On the other hand, the clinical spectrum of COVID-19 has been shown to be heterogeneous. We found that subjects without T2DM reported more symptoms, either typical or less common, than patients with T2DM. To date, the few Asiatic studies reporting these data have not found any differences regarding COVID-19 symptoms between subjects with and without T2DM (15,18).

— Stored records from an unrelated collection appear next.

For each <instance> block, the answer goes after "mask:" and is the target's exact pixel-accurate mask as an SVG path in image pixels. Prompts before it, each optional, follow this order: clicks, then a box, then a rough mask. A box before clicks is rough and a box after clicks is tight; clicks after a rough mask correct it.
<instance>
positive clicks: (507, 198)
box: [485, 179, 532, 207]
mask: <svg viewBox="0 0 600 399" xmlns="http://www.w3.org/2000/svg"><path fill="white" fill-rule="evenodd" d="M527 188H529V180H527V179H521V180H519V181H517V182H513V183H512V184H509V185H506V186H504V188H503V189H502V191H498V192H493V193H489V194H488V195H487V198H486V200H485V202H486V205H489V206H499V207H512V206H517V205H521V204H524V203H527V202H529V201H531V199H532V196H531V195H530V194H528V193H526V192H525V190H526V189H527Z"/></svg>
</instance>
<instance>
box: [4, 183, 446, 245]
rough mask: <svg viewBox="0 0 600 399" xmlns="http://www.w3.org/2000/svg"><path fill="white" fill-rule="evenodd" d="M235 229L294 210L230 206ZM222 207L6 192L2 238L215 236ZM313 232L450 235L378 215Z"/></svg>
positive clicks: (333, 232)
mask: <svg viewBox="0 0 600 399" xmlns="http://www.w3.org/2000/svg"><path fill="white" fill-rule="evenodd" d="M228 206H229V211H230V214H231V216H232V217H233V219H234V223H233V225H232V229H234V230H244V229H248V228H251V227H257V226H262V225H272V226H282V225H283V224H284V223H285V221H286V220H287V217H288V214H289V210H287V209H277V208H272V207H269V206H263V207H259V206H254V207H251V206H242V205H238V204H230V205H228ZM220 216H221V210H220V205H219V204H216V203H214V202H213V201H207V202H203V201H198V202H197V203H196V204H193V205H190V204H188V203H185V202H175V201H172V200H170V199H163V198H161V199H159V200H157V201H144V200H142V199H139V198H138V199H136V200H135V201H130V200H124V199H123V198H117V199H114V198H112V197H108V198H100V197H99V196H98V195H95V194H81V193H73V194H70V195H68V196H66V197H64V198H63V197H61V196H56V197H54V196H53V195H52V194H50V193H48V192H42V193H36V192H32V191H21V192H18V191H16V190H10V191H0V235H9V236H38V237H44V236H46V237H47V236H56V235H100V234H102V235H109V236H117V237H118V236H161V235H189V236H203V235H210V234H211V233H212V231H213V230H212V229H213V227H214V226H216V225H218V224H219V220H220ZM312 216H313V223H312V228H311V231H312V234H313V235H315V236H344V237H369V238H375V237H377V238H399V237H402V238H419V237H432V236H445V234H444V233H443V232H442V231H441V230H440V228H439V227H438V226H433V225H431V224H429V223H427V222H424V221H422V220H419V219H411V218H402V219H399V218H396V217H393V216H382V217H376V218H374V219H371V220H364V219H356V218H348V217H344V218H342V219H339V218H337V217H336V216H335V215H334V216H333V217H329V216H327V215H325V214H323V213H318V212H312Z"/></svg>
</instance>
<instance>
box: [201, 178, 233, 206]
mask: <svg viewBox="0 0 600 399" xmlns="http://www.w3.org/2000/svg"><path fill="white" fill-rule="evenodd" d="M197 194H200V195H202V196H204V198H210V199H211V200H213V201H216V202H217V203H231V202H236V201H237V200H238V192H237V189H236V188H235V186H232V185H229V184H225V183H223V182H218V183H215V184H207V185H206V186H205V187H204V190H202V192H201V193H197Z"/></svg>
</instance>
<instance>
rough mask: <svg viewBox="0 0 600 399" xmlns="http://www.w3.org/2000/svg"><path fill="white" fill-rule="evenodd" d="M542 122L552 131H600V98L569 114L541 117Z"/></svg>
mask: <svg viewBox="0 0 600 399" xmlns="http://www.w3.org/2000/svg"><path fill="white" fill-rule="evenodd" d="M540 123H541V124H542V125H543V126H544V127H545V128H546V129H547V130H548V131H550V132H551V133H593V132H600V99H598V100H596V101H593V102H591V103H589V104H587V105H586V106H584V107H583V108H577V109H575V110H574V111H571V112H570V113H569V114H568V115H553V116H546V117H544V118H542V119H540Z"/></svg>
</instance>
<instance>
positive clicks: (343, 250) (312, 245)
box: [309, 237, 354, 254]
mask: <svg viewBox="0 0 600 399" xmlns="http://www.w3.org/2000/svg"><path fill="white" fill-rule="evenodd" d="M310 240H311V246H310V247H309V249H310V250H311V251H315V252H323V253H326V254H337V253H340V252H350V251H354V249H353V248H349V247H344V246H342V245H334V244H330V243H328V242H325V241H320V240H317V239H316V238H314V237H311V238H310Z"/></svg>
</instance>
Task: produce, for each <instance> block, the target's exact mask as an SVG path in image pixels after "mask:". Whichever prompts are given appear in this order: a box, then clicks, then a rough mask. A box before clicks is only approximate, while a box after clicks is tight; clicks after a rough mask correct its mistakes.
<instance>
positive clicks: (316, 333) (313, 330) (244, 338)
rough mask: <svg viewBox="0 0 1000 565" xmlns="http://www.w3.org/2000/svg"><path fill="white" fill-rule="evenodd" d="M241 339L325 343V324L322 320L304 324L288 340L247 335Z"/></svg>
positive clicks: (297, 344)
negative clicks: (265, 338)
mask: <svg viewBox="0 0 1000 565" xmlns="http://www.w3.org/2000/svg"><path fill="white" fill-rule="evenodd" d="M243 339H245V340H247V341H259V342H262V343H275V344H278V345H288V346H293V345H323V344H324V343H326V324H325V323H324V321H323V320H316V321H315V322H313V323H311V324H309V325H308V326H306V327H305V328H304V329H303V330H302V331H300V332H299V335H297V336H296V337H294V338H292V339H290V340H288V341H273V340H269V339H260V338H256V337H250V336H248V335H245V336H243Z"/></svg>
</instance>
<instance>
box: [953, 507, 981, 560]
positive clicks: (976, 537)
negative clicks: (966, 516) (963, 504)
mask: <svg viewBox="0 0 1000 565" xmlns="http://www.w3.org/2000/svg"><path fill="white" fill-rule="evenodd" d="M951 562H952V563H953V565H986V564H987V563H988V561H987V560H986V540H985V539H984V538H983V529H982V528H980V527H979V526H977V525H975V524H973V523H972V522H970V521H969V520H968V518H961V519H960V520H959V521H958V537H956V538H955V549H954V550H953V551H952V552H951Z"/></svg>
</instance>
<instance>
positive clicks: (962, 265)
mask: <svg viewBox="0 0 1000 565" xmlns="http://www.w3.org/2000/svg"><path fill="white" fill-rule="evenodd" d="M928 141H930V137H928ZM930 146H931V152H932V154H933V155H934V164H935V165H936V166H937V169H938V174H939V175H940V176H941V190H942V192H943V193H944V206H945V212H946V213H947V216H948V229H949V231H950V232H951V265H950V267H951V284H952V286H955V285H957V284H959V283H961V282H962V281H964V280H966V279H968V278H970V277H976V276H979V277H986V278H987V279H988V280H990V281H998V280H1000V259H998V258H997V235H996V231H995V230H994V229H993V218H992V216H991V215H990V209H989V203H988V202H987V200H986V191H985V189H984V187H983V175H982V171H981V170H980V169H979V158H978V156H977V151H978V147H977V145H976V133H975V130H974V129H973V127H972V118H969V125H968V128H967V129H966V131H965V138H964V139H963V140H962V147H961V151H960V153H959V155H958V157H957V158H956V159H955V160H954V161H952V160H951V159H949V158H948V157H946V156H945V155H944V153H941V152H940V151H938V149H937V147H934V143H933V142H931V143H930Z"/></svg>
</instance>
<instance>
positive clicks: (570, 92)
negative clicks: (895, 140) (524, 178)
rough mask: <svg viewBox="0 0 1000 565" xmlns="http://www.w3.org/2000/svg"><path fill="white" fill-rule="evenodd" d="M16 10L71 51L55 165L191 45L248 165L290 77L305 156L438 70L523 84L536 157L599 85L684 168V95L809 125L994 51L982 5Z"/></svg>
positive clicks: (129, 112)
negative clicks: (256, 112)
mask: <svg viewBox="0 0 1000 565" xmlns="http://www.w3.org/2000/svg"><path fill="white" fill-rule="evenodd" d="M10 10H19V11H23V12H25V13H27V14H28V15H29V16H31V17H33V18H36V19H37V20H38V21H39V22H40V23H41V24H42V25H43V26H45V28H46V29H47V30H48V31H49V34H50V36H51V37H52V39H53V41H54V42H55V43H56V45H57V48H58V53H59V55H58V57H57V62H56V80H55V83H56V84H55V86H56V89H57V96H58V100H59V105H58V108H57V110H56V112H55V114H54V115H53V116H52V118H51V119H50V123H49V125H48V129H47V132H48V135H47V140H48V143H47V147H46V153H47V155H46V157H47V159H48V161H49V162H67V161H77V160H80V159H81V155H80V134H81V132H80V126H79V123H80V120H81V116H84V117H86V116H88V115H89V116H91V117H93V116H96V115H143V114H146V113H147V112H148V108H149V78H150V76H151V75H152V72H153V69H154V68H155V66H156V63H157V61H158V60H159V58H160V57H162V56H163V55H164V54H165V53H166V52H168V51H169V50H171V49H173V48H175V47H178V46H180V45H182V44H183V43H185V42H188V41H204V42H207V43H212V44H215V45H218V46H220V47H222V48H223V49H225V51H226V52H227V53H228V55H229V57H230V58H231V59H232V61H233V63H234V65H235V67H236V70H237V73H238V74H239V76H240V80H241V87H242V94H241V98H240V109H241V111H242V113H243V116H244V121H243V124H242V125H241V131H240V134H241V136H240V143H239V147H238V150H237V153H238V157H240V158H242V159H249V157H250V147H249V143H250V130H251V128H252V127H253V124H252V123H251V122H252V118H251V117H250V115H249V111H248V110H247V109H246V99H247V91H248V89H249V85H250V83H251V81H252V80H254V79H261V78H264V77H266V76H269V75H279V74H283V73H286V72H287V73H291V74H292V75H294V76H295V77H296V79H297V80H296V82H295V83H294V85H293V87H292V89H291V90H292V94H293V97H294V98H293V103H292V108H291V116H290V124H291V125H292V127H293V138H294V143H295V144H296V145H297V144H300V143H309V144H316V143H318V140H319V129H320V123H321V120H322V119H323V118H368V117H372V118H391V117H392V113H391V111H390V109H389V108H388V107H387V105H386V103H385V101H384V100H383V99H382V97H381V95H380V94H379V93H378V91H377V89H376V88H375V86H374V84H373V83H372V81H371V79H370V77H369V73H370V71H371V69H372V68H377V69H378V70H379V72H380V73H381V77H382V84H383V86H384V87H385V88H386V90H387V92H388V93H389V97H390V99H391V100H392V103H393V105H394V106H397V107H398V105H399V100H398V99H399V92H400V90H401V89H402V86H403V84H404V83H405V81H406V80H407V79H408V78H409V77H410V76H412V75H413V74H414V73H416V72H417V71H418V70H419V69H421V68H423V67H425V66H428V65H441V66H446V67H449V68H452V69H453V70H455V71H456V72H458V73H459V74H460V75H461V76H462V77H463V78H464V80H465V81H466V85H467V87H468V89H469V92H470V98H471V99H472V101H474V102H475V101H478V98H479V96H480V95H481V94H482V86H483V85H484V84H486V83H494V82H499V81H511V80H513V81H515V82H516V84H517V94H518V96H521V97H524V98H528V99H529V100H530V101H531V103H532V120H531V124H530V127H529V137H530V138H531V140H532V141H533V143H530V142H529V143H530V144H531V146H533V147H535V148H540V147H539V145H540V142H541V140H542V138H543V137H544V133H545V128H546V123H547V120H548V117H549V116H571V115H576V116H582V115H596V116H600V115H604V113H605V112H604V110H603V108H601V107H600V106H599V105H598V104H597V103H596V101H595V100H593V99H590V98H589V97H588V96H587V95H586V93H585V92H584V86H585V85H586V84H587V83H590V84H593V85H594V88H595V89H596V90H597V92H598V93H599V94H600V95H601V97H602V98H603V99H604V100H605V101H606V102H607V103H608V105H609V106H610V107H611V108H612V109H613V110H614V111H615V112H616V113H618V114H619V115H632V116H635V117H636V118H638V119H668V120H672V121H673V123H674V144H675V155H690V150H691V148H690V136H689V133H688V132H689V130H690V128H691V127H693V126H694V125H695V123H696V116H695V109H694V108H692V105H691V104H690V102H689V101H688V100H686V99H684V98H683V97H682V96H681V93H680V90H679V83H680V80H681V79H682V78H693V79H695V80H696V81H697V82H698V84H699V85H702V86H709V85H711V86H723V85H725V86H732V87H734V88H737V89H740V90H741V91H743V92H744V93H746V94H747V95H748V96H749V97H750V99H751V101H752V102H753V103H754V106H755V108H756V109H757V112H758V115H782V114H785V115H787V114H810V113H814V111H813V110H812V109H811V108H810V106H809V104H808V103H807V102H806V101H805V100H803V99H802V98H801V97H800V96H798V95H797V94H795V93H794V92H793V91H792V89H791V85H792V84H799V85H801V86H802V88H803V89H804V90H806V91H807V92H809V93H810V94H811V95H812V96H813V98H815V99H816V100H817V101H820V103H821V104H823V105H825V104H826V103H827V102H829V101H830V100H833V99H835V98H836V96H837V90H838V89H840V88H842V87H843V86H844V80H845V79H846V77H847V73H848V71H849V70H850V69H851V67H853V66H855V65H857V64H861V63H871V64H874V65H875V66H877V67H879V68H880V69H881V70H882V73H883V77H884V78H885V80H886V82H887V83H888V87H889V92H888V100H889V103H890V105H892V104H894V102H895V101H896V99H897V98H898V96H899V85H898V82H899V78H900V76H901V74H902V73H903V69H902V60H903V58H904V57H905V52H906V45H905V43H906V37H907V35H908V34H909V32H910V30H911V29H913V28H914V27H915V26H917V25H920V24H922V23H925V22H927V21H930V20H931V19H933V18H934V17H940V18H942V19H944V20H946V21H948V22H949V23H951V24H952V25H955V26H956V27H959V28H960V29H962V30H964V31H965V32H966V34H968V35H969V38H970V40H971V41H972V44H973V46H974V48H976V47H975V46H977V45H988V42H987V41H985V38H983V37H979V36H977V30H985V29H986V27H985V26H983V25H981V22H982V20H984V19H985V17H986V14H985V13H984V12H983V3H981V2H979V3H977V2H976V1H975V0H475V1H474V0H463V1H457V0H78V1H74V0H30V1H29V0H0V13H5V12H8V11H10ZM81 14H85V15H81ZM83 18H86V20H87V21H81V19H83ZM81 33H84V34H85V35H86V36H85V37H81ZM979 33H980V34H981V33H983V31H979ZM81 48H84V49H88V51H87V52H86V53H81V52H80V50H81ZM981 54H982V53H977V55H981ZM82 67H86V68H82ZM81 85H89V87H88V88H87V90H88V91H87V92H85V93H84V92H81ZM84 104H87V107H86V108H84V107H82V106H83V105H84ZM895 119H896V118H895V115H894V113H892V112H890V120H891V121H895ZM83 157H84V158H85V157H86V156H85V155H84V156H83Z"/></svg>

Moreover, acute inflammatory markers such as procalcitonin and CRP were higher among patients with T2DM. Also, bilirubin, LDH, urea, and alkaline phosphatase were higher among patients with COVID-19 and T2DM, which could indicate injury of organs other than the lungs, such as the liver or kidney. All these biochemical findings, along with older age, higher BMI, and greater prevalence of comorbidities should have increased either the proportion of patients admitted to an ICU or the mortality rate among subjects with T2DM. However, our results showed comparable outcomes in the two groups. One possible explanation could be that glycemic control among the patients included with T2DM was optimal. As mentioned before, it seems that acute hyperglycemia, more than HbA1c, could mediate the association between COVID-19 and diabetes (16).
This study has several limitations that are worth noting. It was a study conducted in a single center with a relatively small number of patients. Also a retrospective method was used in our study. Due to the isolation of these patients, capillary blood glucose determinations were irregular among all patients admitted due to COVID-19, and much of this information is lacking. However, almost all studies previously published have been conducted in Asiatic populations and, therefore, their results have been extrapolated to Caucasians. We are aware the main findings of our results are contradictory to what has already been published, but, as we pointed out, the difference could be related to glycemic control more than T2DM per se. As knowledge of this infection is still in process, heterogeneity in the results encourages future research.
In conclusion, in a Mediterranean sample, despite of age, comorbidities, nutritional status and inflammatory markers, subjects with T2DM with proper glycemic control admitted due to COVID-19 had similar prognostic outcomes than patients without this metabolic condition. Future research should focus on whether chronic glycemic control or acute hyperglycemia has any impact on the prognosis of SARS-CoV-2 infection in the Caucasian population.